Boston’s Children’s Hospital bills itself as the hospital for children – and now it’s also the hospital for children who want a sex change, a procedure some critics are calling “barbaric.”
Dr. Norman Spack, a pediatric specialist at the hospital, has launched a clinic for transgendered kids – boys who feel like girls, girls who want to be boys – and he’s opening his doors to patients as young as 7.
Spack offers his younger patients counseling and drugs that delay the onset of puberty. The drugs stop the natural flood of hormones that would make it difficult to have a sex alteration later in life, allowing patients more time to decide whether they want to make the change.
Spack also offers some teenagers hormone therapy, a drastic step that changes the way they grow and develop. While the effects of drug treatments can be stopped, long-term hormone therapy can be irreversible, causing permanent infertility in both sexes.
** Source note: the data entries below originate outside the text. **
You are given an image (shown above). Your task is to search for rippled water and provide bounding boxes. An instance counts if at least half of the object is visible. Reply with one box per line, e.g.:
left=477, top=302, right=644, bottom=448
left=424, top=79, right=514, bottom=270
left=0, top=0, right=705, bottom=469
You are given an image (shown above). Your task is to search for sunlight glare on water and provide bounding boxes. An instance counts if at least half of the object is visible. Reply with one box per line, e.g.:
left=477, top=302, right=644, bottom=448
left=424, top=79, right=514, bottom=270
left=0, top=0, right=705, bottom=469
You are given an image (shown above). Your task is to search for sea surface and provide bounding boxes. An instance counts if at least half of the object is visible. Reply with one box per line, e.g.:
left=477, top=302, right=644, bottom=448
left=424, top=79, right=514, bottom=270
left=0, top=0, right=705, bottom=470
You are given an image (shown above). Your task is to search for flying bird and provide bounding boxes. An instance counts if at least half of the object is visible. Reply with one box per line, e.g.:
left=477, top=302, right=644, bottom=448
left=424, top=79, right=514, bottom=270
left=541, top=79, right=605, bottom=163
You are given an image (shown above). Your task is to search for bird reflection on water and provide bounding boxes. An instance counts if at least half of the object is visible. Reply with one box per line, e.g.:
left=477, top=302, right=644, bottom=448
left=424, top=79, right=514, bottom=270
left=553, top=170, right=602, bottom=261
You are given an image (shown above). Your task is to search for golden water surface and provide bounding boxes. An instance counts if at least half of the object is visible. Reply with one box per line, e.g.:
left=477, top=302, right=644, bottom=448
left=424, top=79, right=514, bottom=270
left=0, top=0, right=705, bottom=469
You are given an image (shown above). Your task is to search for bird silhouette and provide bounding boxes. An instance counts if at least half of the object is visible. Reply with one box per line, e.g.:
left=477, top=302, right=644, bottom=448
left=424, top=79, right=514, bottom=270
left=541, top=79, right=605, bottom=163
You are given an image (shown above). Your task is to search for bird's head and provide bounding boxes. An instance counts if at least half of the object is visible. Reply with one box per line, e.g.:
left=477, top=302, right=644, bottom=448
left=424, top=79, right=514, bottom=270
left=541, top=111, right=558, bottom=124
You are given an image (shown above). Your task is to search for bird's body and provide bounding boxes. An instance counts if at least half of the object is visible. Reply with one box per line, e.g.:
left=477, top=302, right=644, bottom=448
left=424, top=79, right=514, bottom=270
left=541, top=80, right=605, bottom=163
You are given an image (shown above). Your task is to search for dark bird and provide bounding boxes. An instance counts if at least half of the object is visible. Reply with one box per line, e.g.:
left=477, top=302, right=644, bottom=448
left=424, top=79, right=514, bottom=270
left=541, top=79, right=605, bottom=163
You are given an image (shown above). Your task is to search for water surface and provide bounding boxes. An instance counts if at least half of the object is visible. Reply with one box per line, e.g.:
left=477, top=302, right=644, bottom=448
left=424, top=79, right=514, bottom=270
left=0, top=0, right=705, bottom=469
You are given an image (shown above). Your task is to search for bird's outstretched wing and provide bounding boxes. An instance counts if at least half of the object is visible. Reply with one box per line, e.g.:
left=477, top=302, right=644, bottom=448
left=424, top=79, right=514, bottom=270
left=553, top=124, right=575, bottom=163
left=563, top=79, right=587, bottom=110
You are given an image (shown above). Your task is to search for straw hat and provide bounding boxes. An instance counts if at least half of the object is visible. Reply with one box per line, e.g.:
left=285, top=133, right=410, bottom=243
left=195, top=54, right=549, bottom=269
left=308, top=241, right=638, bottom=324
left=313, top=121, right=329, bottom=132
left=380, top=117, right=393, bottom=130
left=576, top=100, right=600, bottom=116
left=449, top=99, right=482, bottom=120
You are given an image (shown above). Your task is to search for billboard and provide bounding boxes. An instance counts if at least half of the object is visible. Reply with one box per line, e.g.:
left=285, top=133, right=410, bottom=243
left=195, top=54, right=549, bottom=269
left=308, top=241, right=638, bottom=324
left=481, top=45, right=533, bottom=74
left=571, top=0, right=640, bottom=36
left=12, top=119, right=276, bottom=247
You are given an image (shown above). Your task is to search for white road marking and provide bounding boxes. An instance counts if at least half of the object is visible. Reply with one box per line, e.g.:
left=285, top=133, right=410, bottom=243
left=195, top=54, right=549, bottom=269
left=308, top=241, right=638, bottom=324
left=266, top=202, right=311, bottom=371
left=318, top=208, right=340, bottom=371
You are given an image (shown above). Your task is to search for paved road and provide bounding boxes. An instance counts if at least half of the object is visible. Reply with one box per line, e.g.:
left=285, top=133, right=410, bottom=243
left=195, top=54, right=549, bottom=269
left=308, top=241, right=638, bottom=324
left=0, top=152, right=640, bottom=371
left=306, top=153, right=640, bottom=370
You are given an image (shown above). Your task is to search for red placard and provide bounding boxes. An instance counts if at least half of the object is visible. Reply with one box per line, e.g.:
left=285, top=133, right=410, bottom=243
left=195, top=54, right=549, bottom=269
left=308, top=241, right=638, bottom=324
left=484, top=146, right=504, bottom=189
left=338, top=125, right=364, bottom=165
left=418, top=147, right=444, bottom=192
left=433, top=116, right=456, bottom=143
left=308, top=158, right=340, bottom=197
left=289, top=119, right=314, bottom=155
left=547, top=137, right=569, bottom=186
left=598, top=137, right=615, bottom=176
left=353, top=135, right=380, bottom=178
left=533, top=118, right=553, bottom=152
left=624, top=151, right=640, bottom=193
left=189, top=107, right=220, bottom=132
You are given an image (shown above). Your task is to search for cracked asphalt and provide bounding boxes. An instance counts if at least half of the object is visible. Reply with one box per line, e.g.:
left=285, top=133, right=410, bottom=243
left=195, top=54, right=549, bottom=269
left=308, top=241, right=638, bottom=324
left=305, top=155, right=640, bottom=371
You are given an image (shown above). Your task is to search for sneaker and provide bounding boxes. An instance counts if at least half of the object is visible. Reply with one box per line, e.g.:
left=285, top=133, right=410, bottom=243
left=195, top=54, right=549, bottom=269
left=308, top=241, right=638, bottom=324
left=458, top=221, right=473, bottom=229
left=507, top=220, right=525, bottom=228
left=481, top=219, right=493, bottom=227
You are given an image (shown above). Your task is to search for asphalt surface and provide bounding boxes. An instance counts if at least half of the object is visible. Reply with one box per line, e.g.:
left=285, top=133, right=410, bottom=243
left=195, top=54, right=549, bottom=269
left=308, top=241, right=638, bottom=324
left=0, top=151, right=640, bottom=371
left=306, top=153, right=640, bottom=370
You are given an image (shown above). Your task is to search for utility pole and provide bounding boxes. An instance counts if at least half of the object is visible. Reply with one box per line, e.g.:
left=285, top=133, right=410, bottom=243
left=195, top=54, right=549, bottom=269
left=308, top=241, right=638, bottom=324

For some, that trade-off is worth it. Transgendered children are deeply troubled and have a “high level of suicide attempts,” Spack told the Boston Globe. “I’ve never seen any patient make [a suicide attempt] after they’ve started hormonal treatment,” he said.
But not all doctors are convinced, and some say the treatments do much more harm than good.
“Treating these children with hormones does considerable harm and it compounds their confusion,” said Dr. Paul McHugh, University Distinguished Service Professor of Psychiatry at John Hopkins University. “Trying to delay puberty or change someone’s gender is a rejection of the lawfulness of nature.”